Creating a mutli-label classification with datablock api

src = (ImageList.from_folder("images")
   .split_by_rand_pct(0.2)
   .label_from_folder()
  )
data = (src.transform(get_transforms(), size=299)
    .databunch(bs=bs//2)
    .normalize(imagenet_stats)
   )

i think this should be creating a multilabel classifier but predict() still gives me a single Category and i believe i’ve still got a single label model. (not sure what attributes to inspect to tell).

possibly I’m just trying to do something stupid it’s not meant to do.

i’m using folders each containing single classes but i want it to train a multilabel classifier so when i give it an image with 2 things in it i can get a pred of both classes.

Your problem is this:

i’m using folders each containing single classes

Using .label_from_folder() with that above statement means that the databunch created will only have one label per image. The model treats this as a single label classification exercise due to the nature of the output (1 label). You’ll need to find a different way to label your images so that you can provide an array of labels per image, so the model knows that it has to predict all that it can see. Example here does it via an auxiliary dataframe.

1 Like

thank you! that was exactly what i needed. essentially i did the same thing, i fed it one label per image, but once i gave it a delimiter it gave me a multilabel model.
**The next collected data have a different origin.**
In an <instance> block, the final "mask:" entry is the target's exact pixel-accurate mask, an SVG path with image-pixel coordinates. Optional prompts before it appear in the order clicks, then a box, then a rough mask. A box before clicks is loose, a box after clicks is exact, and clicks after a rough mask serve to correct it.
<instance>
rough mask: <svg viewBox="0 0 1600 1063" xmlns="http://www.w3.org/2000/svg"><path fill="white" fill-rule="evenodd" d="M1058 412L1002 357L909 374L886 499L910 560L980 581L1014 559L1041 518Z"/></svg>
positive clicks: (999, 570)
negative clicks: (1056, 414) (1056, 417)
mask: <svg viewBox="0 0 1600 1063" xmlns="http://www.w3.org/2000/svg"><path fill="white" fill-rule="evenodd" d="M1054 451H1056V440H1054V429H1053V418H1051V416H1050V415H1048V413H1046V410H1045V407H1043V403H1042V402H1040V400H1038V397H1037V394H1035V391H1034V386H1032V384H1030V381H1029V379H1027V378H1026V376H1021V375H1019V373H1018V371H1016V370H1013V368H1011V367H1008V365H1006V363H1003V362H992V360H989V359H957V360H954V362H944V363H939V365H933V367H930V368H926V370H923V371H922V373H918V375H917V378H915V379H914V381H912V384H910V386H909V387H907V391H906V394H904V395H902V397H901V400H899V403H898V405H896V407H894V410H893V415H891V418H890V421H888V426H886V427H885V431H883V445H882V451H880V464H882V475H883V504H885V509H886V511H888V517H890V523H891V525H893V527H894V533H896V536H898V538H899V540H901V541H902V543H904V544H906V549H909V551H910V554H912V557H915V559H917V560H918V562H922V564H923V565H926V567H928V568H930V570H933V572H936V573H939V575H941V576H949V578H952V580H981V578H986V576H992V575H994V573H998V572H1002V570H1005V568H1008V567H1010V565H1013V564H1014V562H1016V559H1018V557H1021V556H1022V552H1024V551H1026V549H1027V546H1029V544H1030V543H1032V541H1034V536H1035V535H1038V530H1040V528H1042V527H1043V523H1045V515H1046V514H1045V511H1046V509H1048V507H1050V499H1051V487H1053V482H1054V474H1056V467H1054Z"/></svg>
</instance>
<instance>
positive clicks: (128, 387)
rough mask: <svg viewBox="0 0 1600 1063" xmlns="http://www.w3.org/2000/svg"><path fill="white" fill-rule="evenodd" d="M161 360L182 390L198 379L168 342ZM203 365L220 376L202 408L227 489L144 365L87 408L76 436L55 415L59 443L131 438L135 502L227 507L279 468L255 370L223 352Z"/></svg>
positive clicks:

ok, i definitely have a multilabel predictor now but when i feed it a picture of a nice clown and a scary clown together i still just get 1 predicted label.


the probs i get for this image are approx 4e-06 and 1. my single label classifier was very sure this was a nice clown. the multilabel model says it’s a scary clown.

i’m getting my pred the same way:

pred_class,pred_idx,probs = learner.predict(img)

what am i missing? do i need to train it with some mixed images that have both together??